Jesse Larson walked around his niece Angela Two Stars' artwork "Okciyapi (Help Each Other)" in the Minneapolis Sculpture Garden Saturday, waving a giant bundle of sage. Its cleansing smoke wafted through the air as her artwork was officially unveiled.
Jessica Glidden, an Ojibwe from Bois Forte and an Indian educator in Hopkins public schools, was close to tears as she looked on.
"As Native Americans, we struggle with visibility," she said. "Just the presence, that we are still here, that we are not a people of the past, who are often romanticized. It is just nice to be honored in this way and be given space on our ancestral lands."
Along with Two Stars, a couple hundred people attended the dedication, which was led by Larson and Lakota orator Jerry Dearly.
Also offering speeches were several Dakota speakers who learned the language from Two Stars' grandfather Orsen Bernard, and Walker Art Center Executive Director Mary Ceruti.

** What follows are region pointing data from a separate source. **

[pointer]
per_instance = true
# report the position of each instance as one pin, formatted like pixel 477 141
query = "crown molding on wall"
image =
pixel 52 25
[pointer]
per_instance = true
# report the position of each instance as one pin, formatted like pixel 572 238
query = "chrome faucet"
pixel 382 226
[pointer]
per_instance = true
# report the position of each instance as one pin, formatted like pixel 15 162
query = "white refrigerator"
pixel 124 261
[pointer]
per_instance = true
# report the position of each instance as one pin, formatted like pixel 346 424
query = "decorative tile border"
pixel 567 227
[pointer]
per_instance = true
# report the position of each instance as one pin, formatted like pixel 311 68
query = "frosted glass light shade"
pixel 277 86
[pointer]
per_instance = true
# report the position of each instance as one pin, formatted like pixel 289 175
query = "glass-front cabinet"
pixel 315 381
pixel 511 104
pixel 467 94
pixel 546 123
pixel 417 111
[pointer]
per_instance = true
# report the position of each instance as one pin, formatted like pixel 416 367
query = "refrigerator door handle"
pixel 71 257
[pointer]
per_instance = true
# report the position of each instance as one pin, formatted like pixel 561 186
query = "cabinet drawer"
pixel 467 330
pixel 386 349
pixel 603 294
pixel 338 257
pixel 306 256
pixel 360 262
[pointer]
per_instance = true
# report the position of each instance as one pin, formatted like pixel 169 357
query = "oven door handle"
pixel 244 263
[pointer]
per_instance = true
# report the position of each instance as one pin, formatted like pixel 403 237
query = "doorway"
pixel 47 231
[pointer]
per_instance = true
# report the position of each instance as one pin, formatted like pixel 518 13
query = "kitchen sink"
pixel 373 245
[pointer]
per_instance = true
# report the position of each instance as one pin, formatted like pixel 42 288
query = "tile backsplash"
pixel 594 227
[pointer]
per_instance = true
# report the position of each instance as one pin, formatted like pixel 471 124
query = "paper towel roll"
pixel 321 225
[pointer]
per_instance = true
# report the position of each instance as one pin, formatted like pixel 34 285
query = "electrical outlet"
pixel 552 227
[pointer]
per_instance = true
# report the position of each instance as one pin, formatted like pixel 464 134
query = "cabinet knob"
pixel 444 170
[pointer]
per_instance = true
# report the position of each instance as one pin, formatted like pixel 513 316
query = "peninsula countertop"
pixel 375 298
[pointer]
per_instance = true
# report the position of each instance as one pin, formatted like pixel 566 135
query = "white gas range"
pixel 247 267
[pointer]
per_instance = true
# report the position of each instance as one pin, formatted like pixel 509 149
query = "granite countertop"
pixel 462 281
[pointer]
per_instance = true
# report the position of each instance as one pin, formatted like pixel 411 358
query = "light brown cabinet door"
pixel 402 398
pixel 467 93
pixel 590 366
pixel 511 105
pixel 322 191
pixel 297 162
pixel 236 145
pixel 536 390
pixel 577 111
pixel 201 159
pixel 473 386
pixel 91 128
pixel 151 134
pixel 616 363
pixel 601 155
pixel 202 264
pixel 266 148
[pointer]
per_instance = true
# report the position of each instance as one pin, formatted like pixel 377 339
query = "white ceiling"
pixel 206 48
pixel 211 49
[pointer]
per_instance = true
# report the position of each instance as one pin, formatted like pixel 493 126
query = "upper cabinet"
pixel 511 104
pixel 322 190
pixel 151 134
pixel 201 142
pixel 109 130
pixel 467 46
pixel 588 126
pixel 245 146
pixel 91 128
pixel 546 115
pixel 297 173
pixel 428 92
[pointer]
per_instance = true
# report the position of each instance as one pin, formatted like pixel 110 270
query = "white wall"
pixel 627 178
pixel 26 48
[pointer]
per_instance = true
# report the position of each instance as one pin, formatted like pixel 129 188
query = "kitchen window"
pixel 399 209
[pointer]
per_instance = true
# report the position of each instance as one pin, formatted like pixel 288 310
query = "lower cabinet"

"It is no small feat to create a public work of art that can be a site of inspiration, a reflection, and a connection, and I am thrilled to be celebrating such a work today," said Ceruti, after noting the Walker's institutional involvement in Native land dispossession, a factor in the wealth amassed by lumber baron T.B. Walker.
The unveiling marked the next step in a healing process following the emotionally charged 2017 takedown of "Scaffold," a sculpture based in part on the gallows used to hang 38 Dakota men following the U.S.-Dakota War in 1862, the largest mass execution in American history.
After a deluge of protests over the sculpture, the museum apologized, and the piece was removed in a Dakota-led ceremony.